9. Use the stamp to cut out the anolini by pressing down firmly over each heap of filling; it’ll still seal the pasta even if the filling broaches the edges. Peel away the scraps and cut them into pieces for soups or a snack. Transfer the anolini to the prepared sheet pan and repeat the process with the remaining dough and filling.
1. Bring a large pot of water to a lively (not rolling) boil and salt it generously.
2. Melt half of butter in a large skillet or saute pan over medium heat—cut the rest into pieces and return to the refrigerator. When it starts to foam and sizzle, stir in the strips of lemon zest and a pinch of salt. Remove from the heat.
3. Carefully drop the anolini into the boiling water and stir for a moment to prevent them from sticking. Cook until tender, 2 to 3 minutes.
4. While the anolini cook, return the butter to medium heat. Add the peas and a pinch of salt and shake the pan to coat.

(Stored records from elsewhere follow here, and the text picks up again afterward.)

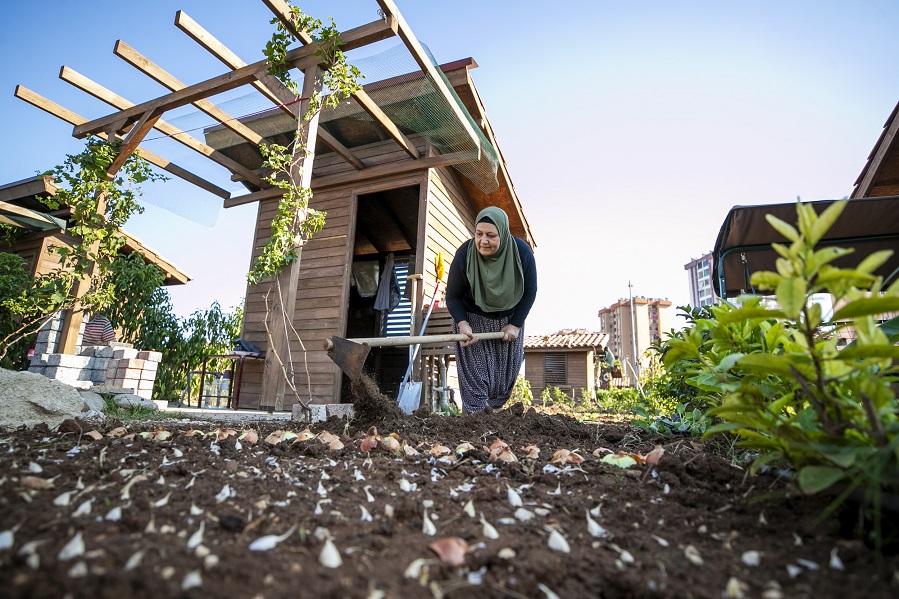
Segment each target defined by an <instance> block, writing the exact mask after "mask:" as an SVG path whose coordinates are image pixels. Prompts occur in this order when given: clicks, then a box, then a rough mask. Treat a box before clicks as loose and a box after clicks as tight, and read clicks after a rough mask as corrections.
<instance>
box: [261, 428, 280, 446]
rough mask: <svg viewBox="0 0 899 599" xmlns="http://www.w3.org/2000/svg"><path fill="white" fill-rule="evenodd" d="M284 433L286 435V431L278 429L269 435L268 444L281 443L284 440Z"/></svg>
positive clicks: (272, 444)
mask: <svg viewBox="0 0 899 599" xmlns="http://www.w3.org/2000/svg"><path fill="white" fill-rule="evenodd" d="M283 435H284V431H282V430H280V429H278V430H276V431H275V432H273V433H272V434H270V435H269V436H268V437H266V438H265V442H266V443H267V444H268V445H277V444H278V443H280V442H281V441H282V440H283V439H282V437H283Z"/></svg>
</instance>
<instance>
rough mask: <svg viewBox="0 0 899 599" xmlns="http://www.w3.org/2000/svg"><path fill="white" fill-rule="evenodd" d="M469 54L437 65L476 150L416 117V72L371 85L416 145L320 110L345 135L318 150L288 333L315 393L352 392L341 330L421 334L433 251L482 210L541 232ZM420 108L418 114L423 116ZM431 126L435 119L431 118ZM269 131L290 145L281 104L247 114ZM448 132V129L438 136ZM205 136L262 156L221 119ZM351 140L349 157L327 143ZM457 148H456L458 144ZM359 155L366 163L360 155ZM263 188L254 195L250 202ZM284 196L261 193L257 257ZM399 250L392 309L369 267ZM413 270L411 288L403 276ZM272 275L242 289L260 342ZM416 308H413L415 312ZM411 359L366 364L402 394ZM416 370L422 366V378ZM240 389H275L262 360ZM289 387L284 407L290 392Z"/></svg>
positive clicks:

5. Use a spider sieve or slotted spoon to lift the anolini from the boiling water and add them directly to the butter sauce, along with the remaining cold butter. Cook, swirling the pan constantly, until the cold butter melts and the pasta is well-coated. Loosen the sauce with a spoonful of pasta cooking water as needed.
6. Divide the anolini among bowls. Spoon over the butter sauce and peas, and finish with minced chives, dill, and a sprinkling of crushed pink peppercorns (or lots of freshly ground black pepper). Enjoy immediately, with the remaining lemon wedges for squeezing.